Sweet Potato Study Results
The scientists analyzed a variety of sweet potato tissue types - mature leaves, young leaves, young petioles, buds, vine sections, and root tissue. These studies were conducted from a sweet potato plot at Louisiana State University in two separate experiments - late October and the following September. They conducted a third experiment to study water-soluble vitamin content among different sweet potato root tissues.
- Analyses revealed differences in total ascorbic acid (AA) content among tissue types. Young leaves contained the highest AA content, followed by mature leaves and buds. Buds also contained significantly higher AA content than sweet potato roots, vines, and petiole tissues.
- Riboflavin content differed with sweet potato tissue type, but was consistently higher in the leaves; mature leaves contained higher amounts of riboflavin than young leaves and other plant tissues, including roots.
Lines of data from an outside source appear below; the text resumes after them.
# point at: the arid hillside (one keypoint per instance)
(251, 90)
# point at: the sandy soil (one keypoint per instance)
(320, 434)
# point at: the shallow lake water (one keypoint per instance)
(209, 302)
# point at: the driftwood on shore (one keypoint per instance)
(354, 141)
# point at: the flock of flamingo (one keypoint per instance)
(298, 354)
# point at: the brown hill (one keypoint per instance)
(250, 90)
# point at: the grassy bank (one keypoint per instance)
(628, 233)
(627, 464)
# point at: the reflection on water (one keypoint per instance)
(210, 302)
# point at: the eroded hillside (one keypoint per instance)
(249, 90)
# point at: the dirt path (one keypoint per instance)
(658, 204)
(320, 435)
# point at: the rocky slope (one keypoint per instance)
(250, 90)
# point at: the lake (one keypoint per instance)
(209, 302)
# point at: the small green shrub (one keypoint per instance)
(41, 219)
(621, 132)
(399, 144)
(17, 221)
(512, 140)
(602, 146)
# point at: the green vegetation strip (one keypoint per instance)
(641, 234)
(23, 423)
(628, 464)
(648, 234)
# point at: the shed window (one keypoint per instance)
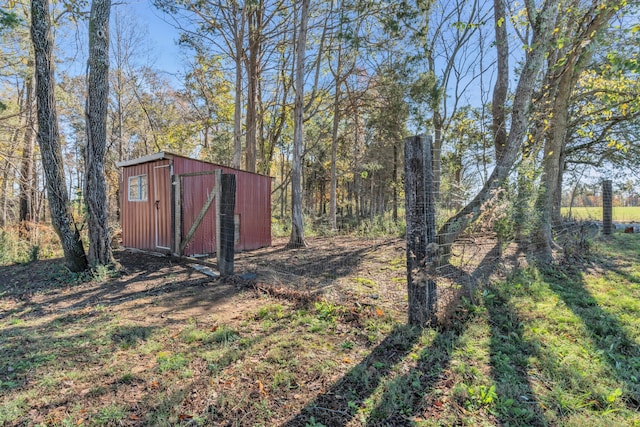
(138, 188)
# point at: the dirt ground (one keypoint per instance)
(163, 293)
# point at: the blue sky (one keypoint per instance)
(162, 35)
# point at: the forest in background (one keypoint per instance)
(522, 99)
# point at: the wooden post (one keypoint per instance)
(607, 207)
(422, 248)
(177, 214)
(225, 223)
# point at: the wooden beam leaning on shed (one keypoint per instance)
(179, 243)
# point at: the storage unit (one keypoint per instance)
(164, 194)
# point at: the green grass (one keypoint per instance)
(543, 347)
(620, 213)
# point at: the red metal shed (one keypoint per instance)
(163, 195)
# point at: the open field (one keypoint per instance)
(319, 339)
(620, 213)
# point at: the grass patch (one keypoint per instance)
(545, 346)
(620, 213)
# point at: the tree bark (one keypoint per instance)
(421, 231)
(562, 80)
(237, 112)
(96, 117)
(255, 15)
(542, 31)
(501, 88)
(49, 139)
(334, 154)
(26, 170)
(297, 219)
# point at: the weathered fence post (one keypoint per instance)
(421, 230)
(226, 228)
(607, 207)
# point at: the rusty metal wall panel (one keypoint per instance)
(162, 207)
(139, 217)
(253, 206)
(196, 191)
- Leaf tissue also contained higher total vitamin B6 content compared with other tissues.
- Mature leaves contained 3.4 times higher vitamin B6 than roots, whereas mature petioles contained 2.3 times more than roots.
- Bud tissue and young leaves also contained higher B6 levels than roots, whereas the vine and young petiole tissue contents were lower than roots.
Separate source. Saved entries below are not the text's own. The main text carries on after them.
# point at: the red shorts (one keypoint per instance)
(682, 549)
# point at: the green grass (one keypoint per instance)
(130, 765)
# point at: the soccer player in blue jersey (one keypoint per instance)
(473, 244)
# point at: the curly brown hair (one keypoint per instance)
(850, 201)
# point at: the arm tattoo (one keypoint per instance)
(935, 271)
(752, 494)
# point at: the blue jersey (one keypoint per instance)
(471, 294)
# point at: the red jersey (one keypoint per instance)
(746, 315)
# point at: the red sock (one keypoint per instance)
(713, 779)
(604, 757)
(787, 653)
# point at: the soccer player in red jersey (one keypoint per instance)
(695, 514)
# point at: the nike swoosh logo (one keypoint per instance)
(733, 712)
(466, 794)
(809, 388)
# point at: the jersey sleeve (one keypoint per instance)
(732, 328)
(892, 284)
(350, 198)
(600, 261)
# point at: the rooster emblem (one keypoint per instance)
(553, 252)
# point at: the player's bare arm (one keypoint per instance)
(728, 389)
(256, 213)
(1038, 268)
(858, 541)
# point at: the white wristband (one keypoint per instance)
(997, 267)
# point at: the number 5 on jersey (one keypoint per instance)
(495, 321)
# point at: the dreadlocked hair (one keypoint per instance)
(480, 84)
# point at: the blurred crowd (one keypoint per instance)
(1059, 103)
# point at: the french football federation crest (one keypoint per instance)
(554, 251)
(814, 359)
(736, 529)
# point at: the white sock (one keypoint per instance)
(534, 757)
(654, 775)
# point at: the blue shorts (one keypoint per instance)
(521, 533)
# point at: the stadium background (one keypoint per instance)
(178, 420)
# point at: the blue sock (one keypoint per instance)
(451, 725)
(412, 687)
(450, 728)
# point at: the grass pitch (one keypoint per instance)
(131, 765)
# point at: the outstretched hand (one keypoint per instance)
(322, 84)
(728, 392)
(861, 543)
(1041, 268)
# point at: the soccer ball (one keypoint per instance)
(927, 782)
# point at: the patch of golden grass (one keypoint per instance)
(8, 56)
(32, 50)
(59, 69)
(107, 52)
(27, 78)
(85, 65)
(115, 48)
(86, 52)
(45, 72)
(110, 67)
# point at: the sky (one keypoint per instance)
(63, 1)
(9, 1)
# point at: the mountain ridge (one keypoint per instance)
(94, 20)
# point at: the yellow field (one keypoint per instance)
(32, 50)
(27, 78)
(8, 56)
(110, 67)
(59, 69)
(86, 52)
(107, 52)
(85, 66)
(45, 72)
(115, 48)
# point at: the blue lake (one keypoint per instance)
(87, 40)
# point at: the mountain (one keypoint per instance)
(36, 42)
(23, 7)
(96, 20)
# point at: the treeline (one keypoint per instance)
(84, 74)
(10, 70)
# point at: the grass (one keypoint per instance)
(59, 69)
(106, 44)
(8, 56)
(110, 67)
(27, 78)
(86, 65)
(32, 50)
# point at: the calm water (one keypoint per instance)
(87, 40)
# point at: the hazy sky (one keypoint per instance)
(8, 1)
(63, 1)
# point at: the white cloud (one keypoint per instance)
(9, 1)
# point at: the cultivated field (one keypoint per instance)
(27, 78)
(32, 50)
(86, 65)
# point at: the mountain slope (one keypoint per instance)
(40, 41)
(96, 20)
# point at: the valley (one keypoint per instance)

The scientists concluded that ascorbic acid, riboflavin, and vitamin B6 contents were higher in leaf tissue than in other tissue types. They also noted that the vitamin B6 content in sweet potato leaves compares well with fruits and vegetables such as broccoli, avocados, carrots, bananas, and cauliflower.
"Our results indicate that mature and young leaves of sweet potato could provide significant amounts of vitamin B6 to the human diet," Picha said. "The objective of the study was to determine the ascorbic acid, thiamin, riboflavin, and vitamin B6 content in a wide range of edible tissues of 'Beauregard' and 'LA 07-146' sweet potatoes, two important commercial cultivars in Louisiana. These results confirm previous studies that sweet potato foliar tissues are a good source of ascorbic acid, and that young leaves have the highest foliar AA content. The experiments showed no presence of thiamin in foliar tissues, which differs from previous studies. The lack of thiamin in our results might be explained by cultivar differences."
A Quick Sweet Potato Leaves Recipe
For a quick side dish, go out and gather a colander full of sweet potato greens - no tough stems just the tips of the vines, according to botanical-journeys-plant-guides.com. Rinse the leaves and chop them up a bit. Saute them in a large skillet in hot olive oil. Sprinkle in some salt and pepper as you stir them around. Add a little bit of garlic powder if you like. When the greens wilt they are ready to eat.
Another way to use sweet potato greens in the kitchen is to chop or chiffonade them like you would basil leaves. The chiffonade techqniue is to cut the leaves into long, thin strips by stacking the leaves, rolling them tightly, then slicing them perpendicular to the roll.
Add the thinly sliced leaves to soups and stew recipes that call for fresh greens. This is a good way to add sweet potato nutrition to a dish. Add the greens toward the end of the cooking time in order to avoid overcooking them.
In some Asian countries sweet potato leaf is also steeped in hot water and drunk as an herbal tea.